ALLERGY AWARENESS IS KEY: Healthy Lifestyles Australia's Dietician and Nutritionist Brady Schulz says its common for children's bodys immune-mediated tolerance to improve with age.
ALLERGY AWARENESS IS KEY: Lockyer Valley dietician Brady Schulz says children's body's immune-mediated tolerance can improve with age. Francis Witsenhuysen

AN INCREASE of Australian children who outgrow egg allergy by preschool is contributing to a drop in food allergies by age four, according to new research.

The Murdoch Children's Research Institute's HealthNuts study, which involved 5276 kids, found nearly two-thirds of children with a food allergy had outgrown their allergy by age four, however there continues to be remarkably high rates of any allergic disease, with almost half the children surveyed experiencing some form of allergy.

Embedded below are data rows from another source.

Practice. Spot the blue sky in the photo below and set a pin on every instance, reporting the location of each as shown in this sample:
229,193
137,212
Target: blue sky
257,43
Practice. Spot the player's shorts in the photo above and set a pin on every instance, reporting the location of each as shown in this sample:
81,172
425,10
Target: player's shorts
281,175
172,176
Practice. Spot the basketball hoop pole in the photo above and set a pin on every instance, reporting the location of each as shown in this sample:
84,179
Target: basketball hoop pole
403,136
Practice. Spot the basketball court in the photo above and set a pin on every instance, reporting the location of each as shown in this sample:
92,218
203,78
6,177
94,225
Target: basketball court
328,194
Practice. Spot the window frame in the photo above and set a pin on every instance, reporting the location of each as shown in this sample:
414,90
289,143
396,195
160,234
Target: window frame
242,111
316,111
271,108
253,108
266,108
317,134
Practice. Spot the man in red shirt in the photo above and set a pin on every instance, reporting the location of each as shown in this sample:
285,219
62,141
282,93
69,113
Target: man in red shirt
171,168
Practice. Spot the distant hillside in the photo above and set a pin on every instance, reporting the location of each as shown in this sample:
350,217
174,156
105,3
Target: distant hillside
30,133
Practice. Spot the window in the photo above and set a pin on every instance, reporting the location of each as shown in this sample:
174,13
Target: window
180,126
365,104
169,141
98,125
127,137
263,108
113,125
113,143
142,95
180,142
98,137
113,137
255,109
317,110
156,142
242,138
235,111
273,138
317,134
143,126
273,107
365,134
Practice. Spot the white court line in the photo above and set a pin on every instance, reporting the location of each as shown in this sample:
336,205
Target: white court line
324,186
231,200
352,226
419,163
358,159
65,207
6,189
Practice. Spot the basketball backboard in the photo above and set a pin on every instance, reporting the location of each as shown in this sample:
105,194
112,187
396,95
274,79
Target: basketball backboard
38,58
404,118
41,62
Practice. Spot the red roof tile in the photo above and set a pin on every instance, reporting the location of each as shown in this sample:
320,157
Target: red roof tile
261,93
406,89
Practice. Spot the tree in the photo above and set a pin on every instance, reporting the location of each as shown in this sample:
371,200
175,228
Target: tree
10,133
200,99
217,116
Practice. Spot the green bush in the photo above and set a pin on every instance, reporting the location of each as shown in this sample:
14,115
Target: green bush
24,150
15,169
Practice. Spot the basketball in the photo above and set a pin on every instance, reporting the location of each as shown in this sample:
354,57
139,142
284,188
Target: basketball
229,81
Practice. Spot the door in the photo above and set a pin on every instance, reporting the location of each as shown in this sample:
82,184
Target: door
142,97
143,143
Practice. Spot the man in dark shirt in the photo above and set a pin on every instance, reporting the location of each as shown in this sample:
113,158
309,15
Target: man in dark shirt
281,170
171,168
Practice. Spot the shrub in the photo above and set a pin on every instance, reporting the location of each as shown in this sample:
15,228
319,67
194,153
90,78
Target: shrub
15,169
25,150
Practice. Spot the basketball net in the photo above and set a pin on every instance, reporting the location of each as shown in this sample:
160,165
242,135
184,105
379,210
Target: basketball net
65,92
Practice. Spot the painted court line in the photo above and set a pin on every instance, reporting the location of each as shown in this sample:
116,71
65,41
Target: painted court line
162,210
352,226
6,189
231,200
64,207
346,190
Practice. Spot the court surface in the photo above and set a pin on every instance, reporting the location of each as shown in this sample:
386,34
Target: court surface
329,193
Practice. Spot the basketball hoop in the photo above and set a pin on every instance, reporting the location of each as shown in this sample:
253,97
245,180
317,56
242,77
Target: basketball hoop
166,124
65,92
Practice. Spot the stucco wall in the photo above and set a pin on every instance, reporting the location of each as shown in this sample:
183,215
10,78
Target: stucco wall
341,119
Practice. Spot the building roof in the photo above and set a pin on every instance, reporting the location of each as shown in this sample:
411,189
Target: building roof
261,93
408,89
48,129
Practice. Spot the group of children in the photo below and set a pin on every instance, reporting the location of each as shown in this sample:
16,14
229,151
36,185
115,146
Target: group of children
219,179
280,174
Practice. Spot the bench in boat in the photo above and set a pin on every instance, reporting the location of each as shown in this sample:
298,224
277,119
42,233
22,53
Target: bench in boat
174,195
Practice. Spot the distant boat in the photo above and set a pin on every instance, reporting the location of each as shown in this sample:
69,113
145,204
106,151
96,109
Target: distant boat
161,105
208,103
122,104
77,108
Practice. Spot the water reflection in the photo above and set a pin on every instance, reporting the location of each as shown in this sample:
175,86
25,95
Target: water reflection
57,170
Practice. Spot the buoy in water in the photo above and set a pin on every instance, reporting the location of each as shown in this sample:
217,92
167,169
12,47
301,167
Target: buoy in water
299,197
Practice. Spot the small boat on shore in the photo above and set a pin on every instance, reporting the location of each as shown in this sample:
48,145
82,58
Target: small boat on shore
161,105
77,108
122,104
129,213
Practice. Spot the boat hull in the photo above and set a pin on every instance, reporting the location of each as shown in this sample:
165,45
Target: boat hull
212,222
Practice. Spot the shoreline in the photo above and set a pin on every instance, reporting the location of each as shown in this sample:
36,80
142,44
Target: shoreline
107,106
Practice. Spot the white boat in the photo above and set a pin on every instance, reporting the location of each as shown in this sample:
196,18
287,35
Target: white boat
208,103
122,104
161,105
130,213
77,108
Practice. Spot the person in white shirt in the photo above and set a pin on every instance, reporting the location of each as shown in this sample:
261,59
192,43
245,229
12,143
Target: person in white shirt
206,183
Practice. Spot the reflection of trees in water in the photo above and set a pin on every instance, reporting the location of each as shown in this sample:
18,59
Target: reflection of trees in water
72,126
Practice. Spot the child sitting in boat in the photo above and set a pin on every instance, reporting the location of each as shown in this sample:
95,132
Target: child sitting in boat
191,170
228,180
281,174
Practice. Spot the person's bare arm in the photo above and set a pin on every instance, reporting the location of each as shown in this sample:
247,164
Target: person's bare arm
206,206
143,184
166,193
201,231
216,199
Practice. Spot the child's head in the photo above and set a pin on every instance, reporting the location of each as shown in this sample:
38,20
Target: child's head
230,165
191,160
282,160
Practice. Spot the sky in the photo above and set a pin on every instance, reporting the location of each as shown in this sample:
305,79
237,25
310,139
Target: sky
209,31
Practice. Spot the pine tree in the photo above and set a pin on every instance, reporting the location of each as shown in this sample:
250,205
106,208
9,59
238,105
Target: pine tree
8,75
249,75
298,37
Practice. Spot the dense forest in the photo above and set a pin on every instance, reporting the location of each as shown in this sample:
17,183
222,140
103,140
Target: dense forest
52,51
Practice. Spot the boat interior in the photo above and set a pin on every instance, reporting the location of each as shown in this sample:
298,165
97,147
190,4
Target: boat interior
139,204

The study released this week showed the prevalence of food allergy decreased from 11% at age one to 3.8% at age four.

Resolution of egg allergy was the main driver of this change, dropping from 9.5% to 1.2%.

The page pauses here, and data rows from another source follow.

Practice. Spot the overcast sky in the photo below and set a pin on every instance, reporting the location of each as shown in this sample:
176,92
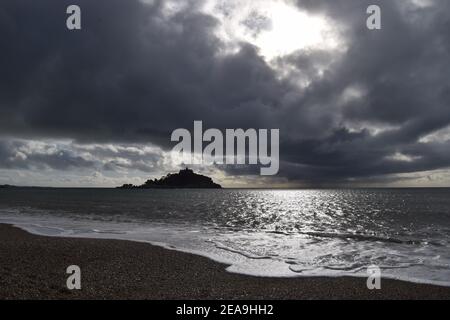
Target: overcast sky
97,106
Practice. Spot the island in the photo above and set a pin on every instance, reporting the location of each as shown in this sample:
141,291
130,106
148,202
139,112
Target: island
185,179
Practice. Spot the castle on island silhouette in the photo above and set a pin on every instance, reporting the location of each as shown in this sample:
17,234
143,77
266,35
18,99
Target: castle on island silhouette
185,179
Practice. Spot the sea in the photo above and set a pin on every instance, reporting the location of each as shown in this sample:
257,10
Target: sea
267,233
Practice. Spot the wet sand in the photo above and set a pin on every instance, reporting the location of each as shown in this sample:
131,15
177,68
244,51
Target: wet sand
34,267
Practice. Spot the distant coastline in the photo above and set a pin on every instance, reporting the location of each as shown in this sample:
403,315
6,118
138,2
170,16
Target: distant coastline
185,179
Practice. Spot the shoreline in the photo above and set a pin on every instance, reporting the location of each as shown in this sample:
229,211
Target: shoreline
34,267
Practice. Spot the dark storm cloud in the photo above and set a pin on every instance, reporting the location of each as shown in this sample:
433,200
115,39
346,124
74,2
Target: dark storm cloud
22,155
133,74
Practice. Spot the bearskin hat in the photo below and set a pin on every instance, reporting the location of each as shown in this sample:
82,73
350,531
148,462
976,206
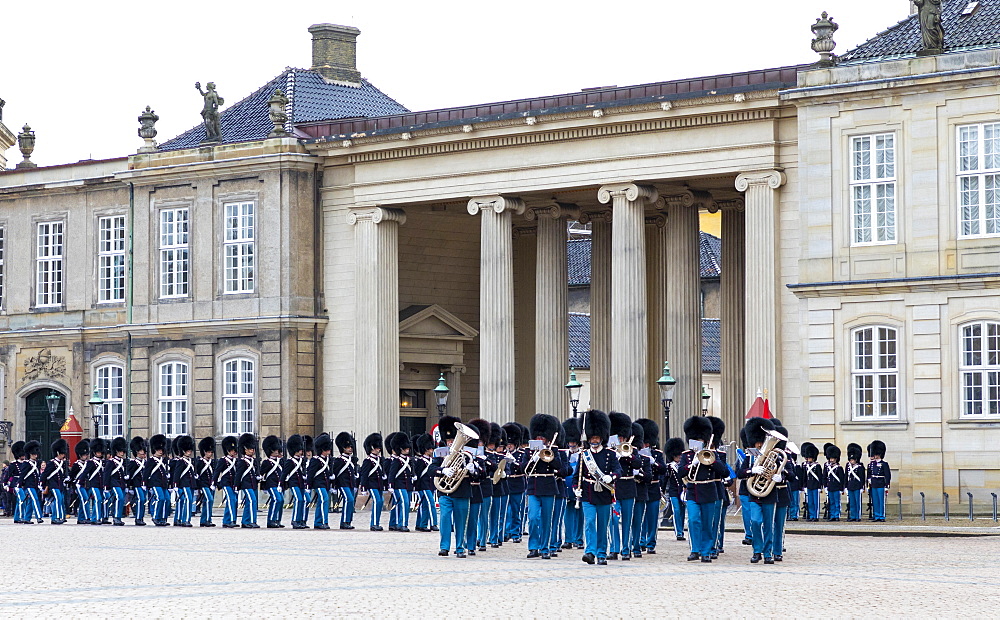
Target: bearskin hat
877,448
447,428
854,451
271,444
513,431
756,430
571,429
809,450
673,448
697,428
718,429
322,444
118,444
59,446
373,442
621,424
82,449
342,441
596,423
424,443
206,445
650,432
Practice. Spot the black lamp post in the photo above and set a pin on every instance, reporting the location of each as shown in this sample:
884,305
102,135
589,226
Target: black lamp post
96,410
574,387
441,393
667,385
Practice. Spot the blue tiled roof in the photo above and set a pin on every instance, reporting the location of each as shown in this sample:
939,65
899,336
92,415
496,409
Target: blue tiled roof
579,343
979,29
578,259
311,99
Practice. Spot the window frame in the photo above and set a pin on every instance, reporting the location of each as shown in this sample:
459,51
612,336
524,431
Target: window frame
872,182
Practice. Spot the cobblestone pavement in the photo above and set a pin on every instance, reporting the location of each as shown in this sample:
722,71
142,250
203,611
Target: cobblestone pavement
196,573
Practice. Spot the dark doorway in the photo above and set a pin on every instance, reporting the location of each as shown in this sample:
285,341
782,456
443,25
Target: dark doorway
37,425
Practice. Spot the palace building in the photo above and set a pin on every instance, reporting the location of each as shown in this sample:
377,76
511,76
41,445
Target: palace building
334,254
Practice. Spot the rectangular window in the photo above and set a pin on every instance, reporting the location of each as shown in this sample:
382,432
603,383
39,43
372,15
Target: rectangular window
238,396
174,265
873,189
238,247
874,374
173,399
980,369
110,384
111,259
979,180
49,264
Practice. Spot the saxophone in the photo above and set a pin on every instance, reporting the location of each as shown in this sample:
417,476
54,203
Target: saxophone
773,461
458,459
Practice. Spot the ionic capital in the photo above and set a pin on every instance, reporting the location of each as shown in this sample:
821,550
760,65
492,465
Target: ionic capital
630,191
375,215
497,204
772,178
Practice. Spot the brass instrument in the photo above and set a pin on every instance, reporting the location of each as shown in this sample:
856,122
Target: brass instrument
458,459
772,460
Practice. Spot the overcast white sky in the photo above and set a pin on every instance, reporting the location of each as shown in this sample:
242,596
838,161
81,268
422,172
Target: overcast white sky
81,72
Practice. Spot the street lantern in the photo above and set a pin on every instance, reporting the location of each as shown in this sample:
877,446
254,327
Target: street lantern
667,385
441,393
96,407
573,387
52,402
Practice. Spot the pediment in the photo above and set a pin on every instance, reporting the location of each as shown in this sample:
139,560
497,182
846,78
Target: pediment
433,321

Food Allergy Week runs until this Saturday and is all about raising awareness, educating the community and helping to save lives.

According to Allergy and Anaphylaxis Australia, the country has one of the highest reported incidences of food allergies in the world, with 90 per cent of reactions said to be caused by nine foods - cow's milk, egg, peanut, tree nuts, wheat, sesame, soy, shellfish and fish. They further suggest that one in 10 babies born in Australia today will develop a food allergy.

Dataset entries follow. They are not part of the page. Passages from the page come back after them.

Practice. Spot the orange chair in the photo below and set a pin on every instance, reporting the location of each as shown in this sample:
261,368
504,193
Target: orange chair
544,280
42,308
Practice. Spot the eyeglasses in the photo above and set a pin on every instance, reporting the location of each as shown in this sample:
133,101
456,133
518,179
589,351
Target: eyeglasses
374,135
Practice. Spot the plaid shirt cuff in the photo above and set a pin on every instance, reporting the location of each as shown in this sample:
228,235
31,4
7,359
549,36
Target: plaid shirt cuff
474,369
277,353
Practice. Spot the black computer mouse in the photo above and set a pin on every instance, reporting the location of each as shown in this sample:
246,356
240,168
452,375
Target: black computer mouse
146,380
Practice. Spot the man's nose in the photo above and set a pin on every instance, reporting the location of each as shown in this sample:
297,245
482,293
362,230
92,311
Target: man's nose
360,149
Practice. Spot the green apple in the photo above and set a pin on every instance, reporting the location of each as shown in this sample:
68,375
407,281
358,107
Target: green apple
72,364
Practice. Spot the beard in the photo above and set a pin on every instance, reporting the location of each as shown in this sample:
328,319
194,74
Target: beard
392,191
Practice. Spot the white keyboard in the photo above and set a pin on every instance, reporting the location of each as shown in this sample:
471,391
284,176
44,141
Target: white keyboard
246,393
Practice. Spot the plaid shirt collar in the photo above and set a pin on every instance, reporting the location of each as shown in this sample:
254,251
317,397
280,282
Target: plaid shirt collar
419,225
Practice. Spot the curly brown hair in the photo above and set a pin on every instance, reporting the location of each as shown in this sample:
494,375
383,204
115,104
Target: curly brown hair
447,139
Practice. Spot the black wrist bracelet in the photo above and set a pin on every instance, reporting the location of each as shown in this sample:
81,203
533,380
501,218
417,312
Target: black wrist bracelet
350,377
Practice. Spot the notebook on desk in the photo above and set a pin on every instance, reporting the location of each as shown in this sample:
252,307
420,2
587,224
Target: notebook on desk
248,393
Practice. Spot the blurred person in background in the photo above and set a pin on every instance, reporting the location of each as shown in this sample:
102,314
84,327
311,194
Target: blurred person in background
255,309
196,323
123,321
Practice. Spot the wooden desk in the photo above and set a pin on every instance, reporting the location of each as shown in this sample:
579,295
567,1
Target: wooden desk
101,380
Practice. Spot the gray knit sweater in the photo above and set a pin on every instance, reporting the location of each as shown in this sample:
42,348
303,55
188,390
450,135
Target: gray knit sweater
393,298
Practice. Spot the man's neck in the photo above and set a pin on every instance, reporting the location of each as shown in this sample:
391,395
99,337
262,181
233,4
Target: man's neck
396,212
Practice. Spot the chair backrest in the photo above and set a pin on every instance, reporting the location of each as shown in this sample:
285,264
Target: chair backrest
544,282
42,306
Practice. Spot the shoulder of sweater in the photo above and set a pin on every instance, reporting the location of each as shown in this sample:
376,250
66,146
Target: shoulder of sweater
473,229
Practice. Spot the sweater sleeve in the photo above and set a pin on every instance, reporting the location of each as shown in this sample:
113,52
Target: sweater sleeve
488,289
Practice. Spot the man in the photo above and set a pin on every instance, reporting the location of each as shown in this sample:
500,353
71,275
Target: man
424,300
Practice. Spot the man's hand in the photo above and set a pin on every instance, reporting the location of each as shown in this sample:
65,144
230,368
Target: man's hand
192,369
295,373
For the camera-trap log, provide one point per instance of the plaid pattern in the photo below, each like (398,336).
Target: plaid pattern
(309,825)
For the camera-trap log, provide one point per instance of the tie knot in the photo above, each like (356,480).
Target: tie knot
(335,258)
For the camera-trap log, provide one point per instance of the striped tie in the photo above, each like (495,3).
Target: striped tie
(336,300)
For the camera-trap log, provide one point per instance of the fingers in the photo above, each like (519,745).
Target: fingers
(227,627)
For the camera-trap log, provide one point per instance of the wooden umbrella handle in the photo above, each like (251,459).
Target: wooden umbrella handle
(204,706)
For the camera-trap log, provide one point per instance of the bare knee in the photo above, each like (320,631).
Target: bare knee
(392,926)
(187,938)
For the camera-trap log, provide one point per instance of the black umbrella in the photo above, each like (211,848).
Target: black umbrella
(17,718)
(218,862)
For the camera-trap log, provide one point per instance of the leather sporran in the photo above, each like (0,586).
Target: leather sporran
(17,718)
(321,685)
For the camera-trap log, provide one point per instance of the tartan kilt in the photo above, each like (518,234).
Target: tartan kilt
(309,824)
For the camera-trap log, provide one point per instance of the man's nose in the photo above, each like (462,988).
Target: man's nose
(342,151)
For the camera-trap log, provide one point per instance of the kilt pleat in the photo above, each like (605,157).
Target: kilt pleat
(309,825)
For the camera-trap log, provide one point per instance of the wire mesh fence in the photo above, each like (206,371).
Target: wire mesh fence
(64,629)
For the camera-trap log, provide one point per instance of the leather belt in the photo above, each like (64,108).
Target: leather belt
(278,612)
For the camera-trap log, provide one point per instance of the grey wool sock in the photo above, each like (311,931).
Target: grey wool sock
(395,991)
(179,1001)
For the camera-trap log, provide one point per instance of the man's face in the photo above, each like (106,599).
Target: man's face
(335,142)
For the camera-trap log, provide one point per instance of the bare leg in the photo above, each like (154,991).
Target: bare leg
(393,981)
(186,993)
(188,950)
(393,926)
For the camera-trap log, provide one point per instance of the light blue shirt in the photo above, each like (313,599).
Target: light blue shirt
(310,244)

Lockyer Valley dietitian and nutritionist Brady Schulz from Healthy Lifestyles Australia said the most common allergies among his clients were to eggs, nuts and dairy protein.

"A lot of the time it's idiopathic, so there's not a defined reason why people are allergic to certain things," Mr Schulz said.

"At times, if there's a strong allergy line in their family, it's more likely their children may develop or have an allergy.

"Egg allergy is not as common as a nut or peanut allergy but similar things can happen like anaphylaxis, where they are unable to breath, or they will come up in hives and welts all over their body.

"Some people might be experiencing allergies without knowing it's from food, until they see a dietician - who can diagnose them."

Mr Schulz said while people sometimes only realised they were allergic after eating a food, they could get special blood tests at a GP to test for certain allergies.

"Those tests can not only test for food but for environmental factors such as grasses, pollens, seeds or dust," he said.

For someone with an allergy, knowing how to administer an adrenaline auto-injector when they are suffering from anaphylaxis can help save their life.